FIGURE 2.

FAB1 is required for transcriptional induction of ICL1, FBP1, PCK1, and IDP2. A, mRNA levels of the genes in gluconeogenesis and glycolysis were quantified by RT-qPCR. The mRNA level of each gene in WT cells in exponential growth phase in YPD was set as 1.0. The relative mRNA levels of the gene in different conditions are presented. YPD (stationary), cultures at 48 h in YPD. The y axis is plotted on a log scale. Three independent experiments were performed and analyzed by standard statistical analysis. Error bars, S.D. ***, the two values of interest have a statistically significant difference with p values lower than 0.05. Values are shown only for the relative mRNA levels in WT and fab1Δ cells in late stationary phase in YPD. The relative mRNA levels in exponential phase are either 1.0 (WT) or close to 1.0 (fab1Δ), but for simplicity, their values are not shown. B, mRNA levels of FBP1, PCK1, ICL1, and IDP2 in WT and fab1Δ cells were quantified by RT-qPCR. mRNA levels of each gene were calculated relative to the mRNA level in WT cells in exponential phase in YPD, which was set as 1.0. Two non-glucose carbon media, ethanol (n = 3) and fructose (n = 1), were used to induce the gluconeogenesis genes.

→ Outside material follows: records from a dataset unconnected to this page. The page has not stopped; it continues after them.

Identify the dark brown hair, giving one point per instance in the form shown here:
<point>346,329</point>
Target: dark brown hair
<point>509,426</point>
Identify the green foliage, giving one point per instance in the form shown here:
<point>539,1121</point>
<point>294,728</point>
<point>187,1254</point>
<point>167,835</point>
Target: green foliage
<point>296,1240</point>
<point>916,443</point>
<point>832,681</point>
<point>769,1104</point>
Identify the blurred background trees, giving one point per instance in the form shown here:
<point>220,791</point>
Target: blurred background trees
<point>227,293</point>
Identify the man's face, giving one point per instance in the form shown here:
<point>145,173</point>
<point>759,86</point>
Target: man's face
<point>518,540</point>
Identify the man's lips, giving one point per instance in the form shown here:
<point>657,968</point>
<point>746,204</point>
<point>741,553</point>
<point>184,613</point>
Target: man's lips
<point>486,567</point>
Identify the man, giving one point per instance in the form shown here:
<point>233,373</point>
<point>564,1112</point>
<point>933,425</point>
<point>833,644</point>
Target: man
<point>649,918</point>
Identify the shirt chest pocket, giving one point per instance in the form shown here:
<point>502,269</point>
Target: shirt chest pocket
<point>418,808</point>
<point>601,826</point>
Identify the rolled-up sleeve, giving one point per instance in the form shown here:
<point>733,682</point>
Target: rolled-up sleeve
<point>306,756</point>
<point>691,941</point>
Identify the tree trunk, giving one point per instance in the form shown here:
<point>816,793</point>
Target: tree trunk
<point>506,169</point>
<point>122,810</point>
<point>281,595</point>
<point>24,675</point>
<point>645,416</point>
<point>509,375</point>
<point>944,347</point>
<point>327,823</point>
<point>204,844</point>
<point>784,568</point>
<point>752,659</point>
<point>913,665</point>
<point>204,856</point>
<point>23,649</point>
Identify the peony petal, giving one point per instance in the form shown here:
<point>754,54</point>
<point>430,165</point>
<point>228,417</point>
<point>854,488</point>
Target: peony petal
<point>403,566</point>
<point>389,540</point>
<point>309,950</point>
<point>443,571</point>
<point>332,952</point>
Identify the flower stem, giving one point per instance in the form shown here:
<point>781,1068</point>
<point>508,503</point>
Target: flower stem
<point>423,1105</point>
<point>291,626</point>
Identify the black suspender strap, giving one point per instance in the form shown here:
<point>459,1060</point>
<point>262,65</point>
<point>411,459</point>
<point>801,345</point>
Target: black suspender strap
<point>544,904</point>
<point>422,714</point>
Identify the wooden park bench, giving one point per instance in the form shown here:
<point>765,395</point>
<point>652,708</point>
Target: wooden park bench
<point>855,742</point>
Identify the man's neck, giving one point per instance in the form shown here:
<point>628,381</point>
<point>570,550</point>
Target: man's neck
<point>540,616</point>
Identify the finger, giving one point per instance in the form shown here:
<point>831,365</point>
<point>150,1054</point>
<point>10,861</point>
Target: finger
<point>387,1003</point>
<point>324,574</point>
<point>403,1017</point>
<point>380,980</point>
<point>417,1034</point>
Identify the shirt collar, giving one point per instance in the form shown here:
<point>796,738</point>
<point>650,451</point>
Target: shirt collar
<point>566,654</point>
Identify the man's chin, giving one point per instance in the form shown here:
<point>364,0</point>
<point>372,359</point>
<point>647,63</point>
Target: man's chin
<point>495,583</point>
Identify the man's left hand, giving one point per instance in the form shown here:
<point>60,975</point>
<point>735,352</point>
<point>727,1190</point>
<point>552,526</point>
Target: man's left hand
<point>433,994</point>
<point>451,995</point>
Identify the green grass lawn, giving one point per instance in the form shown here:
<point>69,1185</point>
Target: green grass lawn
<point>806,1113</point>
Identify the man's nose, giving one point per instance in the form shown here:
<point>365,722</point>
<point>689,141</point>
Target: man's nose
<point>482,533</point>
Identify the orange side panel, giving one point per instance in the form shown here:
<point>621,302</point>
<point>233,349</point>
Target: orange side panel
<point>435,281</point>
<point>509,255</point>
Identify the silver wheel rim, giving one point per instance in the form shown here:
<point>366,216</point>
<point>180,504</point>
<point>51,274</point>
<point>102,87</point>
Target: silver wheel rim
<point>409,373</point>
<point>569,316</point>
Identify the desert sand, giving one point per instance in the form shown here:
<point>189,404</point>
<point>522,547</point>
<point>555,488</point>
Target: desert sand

Error bars, S.D. ***, the two values of interest have a statistically significant difference with p values lower than 0.05. Values are shown only for the relative mRNA levels in WT and fab1Δ cells in YPEtOH or YPFructose. The relative mRNA levels in exponential phase in YPD are either 1.0 (WT) or close to 1.0 (fab1Δ or cti6Δ), but for simplicity, their values are not shown.